Нуте-с, Иван Юрьевич, подведём предварительные итоги. Вы полный идиот. «В России ничего не тайна…». А ты, как дитё малое… Начитался детективов, насмотрелся сериалов… Дурень дураковский! Это ж Русь! Все теории заговоров в этом народе можете засунуть в… перечень ложных теорий. О каких заговорах и тайных обществах может идти речь в этой стране?! В двадцатых годах 19 века петербургские острословы очень смеялись над одним указом Александра Первого Благословенного, согласно которому Государь Император распустил тайные общества. «Что ж это за такие «Тайные общества» которые указом властей могут быть упразднены подобно отделениям губернского управления?».
Я задумал шантажировать посадника его изменщицей-женой. Для усиления первого визуального впечатления предполагаемого объекта шантажа, велел покойнице и косы расплести, и пятен в подходящих местах по-расставить, и платье снять и убрать. Вот, дескать: «жена твоя неверная, господин посадник, с другим игралась-миловалась. Да не просто так, в уголочке под кусточком, а бесстыдно бегала голая по лугу. Позор и полное для тебя бесчестие. И даже наказать её ты не можешь, поскольку она уже того… Запнулась, о камень головой стукнулась да и убилась. А полюбовник еёный, испугался да сбежал. Видишь, какие она дела постыдные делала. Не хочешь, чтобы я про такое рассказал — отпусти Акима». И так ручкой выразительно — на обнажённое тело. Типа: «Смотри, вот про это — все узнать могут».

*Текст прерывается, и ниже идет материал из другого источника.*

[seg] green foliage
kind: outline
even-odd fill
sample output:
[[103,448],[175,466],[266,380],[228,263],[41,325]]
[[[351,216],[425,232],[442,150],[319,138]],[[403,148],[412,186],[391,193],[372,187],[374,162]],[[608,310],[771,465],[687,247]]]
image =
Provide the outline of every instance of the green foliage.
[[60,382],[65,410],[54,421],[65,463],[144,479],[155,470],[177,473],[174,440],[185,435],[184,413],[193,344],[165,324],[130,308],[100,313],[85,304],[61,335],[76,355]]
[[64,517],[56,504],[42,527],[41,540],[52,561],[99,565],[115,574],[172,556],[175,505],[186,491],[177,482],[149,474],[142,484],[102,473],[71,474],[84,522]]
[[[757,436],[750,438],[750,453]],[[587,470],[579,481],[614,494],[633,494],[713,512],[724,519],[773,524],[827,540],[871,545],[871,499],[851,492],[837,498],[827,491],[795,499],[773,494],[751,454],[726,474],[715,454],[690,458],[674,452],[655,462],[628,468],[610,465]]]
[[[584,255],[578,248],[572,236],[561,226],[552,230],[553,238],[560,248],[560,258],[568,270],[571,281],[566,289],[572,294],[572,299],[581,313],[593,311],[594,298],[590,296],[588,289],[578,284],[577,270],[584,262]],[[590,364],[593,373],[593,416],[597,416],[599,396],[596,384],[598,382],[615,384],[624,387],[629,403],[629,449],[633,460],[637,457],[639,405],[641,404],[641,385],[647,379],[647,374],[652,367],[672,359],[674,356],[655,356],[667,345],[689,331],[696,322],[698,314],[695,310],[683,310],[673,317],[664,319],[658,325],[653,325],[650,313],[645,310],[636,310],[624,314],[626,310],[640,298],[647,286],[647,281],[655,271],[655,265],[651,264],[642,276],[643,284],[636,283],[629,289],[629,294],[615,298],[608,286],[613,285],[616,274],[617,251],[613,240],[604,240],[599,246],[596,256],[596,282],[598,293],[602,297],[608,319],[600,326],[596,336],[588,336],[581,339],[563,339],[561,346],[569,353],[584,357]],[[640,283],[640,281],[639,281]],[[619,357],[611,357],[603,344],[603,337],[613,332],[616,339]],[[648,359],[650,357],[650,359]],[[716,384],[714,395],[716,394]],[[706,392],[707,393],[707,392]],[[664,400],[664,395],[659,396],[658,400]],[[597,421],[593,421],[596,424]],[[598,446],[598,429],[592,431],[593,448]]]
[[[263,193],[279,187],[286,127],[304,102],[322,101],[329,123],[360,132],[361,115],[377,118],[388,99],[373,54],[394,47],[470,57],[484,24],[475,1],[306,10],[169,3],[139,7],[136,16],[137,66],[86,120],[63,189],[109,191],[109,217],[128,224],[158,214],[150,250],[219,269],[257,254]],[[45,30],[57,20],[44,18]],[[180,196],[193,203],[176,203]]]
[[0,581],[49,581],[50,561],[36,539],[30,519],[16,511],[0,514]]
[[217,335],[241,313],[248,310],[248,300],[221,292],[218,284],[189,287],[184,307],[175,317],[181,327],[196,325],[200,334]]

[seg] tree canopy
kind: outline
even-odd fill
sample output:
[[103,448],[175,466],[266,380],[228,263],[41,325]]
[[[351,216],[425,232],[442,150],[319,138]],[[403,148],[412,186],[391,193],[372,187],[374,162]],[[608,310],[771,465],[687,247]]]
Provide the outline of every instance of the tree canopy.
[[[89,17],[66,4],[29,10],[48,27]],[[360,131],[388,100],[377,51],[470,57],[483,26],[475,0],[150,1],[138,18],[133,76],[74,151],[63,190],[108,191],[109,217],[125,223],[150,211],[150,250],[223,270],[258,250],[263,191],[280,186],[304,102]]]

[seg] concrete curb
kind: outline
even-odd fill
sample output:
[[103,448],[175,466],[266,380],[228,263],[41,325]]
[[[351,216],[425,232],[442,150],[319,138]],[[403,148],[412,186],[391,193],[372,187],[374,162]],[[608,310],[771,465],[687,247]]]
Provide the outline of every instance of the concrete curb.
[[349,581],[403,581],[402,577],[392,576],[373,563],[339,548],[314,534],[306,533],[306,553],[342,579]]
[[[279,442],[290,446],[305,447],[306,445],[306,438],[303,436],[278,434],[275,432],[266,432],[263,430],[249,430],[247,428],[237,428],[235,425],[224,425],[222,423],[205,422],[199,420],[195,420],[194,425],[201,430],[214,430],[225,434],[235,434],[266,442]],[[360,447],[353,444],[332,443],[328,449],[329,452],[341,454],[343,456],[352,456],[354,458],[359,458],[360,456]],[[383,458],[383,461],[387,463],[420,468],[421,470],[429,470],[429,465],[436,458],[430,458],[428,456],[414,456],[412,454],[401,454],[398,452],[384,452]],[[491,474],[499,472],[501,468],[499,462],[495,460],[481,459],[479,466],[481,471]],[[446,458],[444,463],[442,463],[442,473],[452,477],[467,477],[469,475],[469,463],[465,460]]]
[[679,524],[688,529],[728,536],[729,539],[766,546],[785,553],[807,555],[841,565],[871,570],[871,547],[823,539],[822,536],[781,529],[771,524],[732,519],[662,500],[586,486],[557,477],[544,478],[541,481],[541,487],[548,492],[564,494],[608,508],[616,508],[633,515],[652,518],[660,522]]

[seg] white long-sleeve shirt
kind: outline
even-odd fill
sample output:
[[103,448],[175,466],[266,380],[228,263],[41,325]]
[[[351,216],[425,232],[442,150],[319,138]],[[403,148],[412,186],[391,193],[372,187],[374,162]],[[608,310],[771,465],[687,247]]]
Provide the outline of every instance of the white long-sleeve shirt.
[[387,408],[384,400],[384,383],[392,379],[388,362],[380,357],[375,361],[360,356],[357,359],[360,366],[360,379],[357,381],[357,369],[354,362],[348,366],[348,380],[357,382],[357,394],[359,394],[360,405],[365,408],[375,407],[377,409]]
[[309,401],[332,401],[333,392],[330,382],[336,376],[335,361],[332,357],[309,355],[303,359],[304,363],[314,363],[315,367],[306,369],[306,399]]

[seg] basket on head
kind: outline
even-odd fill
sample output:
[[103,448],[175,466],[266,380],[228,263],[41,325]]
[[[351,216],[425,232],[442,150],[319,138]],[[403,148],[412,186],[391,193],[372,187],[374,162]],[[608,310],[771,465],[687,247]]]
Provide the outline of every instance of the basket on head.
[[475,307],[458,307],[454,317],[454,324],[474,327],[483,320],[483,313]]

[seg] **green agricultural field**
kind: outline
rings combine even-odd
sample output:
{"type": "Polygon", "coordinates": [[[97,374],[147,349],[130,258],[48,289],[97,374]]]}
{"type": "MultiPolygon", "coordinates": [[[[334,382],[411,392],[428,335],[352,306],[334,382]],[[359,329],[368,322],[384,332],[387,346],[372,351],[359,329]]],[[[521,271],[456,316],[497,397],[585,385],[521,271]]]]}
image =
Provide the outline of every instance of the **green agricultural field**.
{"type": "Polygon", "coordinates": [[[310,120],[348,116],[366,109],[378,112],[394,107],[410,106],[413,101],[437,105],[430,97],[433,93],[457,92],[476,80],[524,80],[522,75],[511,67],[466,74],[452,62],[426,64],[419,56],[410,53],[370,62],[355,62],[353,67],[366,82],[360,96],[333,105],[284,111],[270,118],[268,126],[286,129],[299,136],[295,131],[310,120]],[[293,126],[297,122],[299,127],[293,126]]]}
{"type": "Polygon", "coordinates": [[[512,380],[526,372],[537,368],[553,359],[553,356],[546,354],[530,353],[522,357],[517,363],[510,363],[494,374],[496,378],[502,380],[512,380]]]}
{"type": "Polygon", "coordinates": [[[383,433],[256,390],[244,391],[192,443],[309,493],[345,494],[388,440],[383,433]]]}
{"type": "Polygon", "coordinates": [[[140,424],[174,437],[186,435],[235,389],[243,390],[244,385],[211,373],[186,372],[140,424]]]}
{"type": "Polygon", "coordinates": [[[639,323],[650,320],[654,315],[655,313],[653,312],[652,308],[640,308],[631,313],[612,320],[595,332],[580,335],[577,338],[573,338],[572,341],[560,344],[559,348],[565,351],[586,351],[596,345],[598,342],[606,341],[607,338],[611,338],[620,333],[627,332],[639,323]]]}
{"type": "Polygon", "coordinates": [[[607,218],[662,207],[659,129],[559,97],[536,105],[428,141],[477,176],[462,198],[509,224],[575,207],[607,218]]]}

А тут и так все уже знают. Из посада мы выбрались с толпой человек в тридцать. Большая часть, естественно, мальчишки. Но это ещё хуже — они же впереди бегут, гомонят, оповещают. Солнце ещё не взошло, ворота в крепостицу закрыты. Перед воротами — пяток возов, десятка три людей. Такой хай поднялся… Всяк норовит ряднину откинуть, да на голую госпожу посадницу полюбоваться. Многие — и потрогать. Коли за это плетей не дадут, как вчера было бы, пока она живая была.
Как до посадникова двора доехали — толпа уже человек в сто. «Того, кто не ушёл по-английски, могут послать по-русски». Я, честно говоря, ещё до города прикидывать начал — а не сбежать ли? Фиг там — смерды, они, конечно, пейзане. Но меня «пасут». И — плотненько. Если бы забег на длинную дистанцию — я бы ещё попробовал. А на короткой… Молодые здоровые парни на полста шагов догонят и завалят. И тогда будет совсем плохо. А пока — иду себе добровольно. Не англичаннию. На явную и мучительную казнь. Как Иисус на Голгофу. На кой черт он сам на себе крест свой тащил? Чтобы палачи по жаре не притомились? Всё равно же помирать…
Стражники у посадниковых ворот сперва по уставу:
— Кто такие? Куда прёшь? Осади назад! Бунтовать вздумали?
Тут кто-то из доброхотов ряднинку с покойницы сдёрнул. И вкратце объяснил наблюдаемое явление.
— О! У! Ё! Заводи во двор!
Телегу во двор завели, прямо к крыльцу подогнали. Отсечь или разогнать зевак… Выучка здешней стражи… Ну конечно — они мёртвых голых посадниц каждое воскресенья возами возят… Ворота на распашку стоят, в них ещё народ забегает. Стражники воротные с места не сошли, но не туда — наружу, а сюда — во двор смотрят.